Ich kann nicht über Sex schreiben, dazu müsste ich erst mal selbst welchen haben. Das gehört doch dazu, oder? Dass man als Sexblogger möglichst viel Sex hat, ein Foodblogger macht doch auch den ganzen Tag nichts anderes als zu kochen. Ich kann nicht über Sex schreiben, denn dazu muss ich schließlich erst mal Sex haben. Recherchephase und so. Gesagt getan, und ich zucke kurz zusammen, als ich merke, dass es mir währenddessen egal ist, denn so geht das ja wirklich nicht, wo kommen wir denn da bitte hin wenn selbst Sexbloggern ihr eigener Sex schon egal ist? Auch dazu möchte ich eigentlich lieber keine Meinung haben.
So kann ich wirklich nicht über Sex schreiben, wenn mir Sex egal ist, also habe ich noch mal Sex. Und der fühlt sich an, wie das erste Mal Asien, als alle um mich rum an einer Zipline durch den Dschungel trekken, auf einem Autoreifen den Fluss runterschwimmen, sich mit Leuchtfarbe anmalen und Drogen nehmen und auf einem Elefanten reiten obwohl der geschlagen wird dafür. Und ich einfach mit einem Mangosmoothie in der Hand im Halbschatten sitze und gar nichts muss, außer die Gewissheit zu haben, dass ich mir gerade Zeit lassen kann, weil ich ja sowieso bald wiederkomme. Mir erlaube, die Poesie zu fühlen anstatt sie lediglich abzuarbeiten. Und mich fallen lasse ohne ein scheiß Bungeejumpingseil.
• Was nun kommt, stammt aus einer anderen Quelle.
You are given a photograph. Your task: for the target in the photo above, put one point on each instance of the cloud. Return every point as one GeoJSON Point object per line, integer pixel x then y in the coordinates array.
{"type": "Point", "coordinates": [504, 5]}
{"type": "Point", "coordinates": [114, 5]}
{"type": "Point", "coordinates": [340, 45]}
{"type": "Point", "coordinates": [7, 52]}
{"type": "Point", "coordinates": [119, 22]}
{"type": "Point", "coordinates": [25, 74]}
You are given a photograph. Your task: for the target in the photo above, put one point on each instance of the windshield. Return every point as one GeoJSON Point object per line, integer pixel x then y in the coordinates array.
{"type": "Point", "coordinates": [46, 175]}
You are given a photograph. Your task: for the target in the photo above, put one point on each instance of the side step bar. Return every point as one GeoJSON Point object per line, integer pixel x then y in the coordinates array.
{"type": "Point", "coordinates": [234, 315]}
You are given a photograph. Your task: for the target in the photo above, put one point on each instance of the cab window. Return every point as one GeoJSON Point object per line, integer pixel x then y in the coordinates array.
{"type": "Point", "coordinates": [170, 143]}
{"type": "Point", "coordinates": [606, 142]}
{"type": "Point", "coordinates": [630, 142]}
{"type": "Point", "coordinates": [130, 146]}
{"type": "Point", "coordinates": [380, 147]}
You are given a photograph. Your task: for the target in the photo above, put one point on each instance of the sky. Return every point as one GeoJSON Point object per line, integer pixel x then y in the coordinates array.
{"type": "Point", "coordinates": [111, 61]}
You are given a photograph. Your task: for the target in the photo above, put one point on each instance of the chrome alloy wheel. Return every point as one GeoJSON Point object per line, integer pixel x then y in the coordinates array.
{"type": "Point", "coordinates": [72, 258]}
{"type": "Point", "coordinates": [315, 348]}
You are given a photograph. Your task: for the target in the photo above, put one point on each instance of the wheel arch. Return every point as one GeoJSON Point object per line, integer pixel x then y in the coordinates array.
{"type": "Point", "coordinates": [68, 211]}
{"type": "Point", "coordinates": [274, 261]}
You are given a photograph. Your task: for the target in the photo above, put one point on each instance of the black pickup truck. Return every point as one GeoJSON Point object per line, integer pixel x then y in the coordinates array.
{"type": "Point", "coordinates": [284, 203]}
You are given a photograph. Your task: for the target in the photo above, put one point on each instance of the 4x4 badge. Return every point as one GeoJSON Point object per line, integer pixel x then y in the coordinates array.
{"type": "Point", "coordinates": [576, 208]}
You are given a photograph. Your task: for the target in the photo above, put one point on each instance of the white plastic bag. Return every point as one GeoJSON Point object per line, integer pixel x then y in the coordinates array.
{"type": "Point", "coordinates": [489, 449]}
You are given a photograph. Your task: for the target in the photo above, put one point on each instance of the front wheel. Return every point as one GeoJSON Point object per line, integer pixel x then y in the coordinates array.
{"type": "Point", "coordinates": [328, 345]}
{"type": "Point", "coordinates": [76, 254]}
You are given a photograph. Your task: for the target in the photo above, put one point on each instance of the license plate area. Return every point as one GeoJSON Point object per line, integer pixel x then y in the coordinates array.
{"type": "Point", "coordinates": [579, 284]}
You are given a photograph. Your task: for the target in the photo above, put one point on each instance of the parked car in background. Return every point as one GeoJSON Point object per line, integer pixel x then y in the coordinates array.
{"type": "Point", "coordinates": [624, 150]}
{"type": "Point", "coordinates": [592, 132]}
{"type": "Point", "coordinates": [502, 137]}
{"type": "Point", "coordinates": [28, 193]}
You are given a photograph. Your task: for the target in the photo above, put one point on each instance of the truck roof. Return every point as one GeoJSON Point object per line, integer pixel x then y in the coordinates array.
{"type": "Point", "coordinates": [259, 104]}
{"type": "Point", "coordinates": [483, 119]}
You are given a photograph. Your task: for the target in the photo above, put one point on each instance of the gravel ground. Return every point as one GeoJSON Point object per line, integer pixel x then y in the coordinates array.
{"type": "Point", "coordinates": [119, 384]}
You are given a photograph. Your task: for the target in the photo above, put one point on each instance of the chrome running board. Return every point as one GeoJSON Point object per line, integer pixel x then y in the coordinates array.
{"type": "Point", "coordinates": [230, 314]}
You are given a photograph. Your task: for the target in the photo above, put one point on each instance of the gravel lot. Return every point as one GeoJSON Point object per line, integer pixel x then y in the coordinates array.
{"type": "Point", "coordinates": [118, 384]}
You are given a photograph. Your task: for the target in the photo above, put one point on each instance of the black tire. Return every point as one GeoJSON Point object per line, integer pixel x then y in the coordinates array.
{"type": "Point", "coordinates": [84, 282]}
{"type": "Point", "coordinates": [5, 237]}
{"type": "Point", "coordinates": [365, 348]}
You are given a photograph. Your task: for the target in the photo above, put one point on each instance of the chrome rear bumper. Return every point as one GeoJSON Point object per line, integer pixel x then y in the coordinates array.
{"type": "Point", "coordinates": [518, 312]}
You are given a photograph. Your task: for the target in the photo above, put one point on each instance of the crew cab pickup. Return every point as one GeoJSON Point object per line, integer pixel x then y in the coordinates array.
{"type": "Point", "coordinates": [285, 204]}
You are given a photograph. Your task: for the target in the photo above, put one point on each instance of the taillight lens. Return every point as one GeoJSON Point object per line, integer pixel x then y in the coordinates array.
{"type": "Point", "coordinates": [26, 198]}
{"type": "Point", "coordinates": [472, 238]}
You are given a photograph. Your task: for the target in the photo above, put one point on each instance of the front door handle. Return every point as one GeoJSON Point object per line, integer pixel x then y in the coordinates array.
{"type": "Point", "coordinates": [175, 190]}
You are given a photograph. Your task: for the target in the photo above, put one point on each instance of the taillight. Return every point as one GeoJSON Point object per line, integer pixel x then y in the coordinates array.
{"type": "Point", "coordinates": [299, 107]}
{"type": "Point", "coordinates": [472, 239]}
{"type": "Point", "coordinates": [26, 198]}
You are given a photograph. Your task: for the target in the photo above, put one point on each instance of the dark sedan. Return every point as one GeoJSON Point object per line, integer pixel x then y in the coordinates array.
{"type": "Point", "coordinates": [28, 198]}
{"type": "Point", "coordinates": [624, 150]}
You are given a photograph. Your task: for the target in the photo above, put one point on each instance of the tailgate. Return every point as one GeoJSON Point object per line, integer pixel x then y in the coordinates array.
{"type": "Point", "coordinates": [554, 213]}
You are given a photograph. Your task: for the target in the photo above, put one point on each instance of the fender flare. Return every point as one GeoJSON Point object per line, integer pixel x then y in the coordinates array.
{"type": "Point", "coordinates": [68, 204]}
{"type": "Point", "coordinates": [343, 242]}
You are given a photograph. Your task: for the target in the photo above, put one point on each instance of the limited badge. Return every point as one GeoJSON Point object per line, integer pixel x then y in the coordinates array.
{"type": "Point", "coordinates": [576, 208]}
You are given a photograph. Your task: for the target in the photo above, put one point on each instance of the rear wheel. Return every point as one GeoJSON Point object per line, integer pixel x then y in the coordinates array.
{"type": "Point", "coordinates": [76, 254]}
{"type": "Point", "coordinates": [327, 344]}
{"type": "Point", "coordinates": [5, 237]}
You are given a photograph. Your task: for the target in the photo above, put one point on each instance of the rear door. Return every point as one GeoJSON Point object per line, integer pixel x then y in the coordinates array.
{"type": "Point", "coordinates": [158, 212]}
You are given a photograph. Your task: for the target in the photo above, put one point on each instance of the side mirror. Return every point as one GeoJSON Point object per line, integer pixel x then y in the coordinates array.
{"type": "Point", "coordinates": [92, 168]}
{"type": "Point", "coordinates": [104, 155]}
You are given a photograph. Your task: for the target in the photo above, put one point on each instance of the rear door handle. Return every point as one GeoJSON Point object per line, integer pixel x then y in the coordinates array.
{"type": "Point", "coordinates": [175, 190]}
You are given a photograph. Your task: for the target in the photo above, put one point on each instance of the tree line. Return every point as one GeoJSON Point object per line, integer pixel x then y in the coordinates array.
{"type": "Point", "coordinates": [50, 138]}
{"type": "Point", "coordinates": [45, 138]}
Springen macht Spaß bis zum Aufprall. Ich kann nicht über Sex schreiben, denn jetzt habe ich Liebeskummer. Wer alles loslässt, hat beide Hände frei und die würde ich gern in deinem Nackenfell vergraben aber dein Hund hat meine Visitenkarte gefressen und ich erlaube mir keine Meinung zu diesem Thema. EIL: Mann ruft nicht zurück, Gefühle da. Theresa Lachner wurde während des Zynismus als: In Sicherheit markiert. Ich geh zur Feier des Tages mal Pfand wegbringen und kotzen. Bitte bewahren Sie Ruhe, die Emails beantworte ich übermorgen.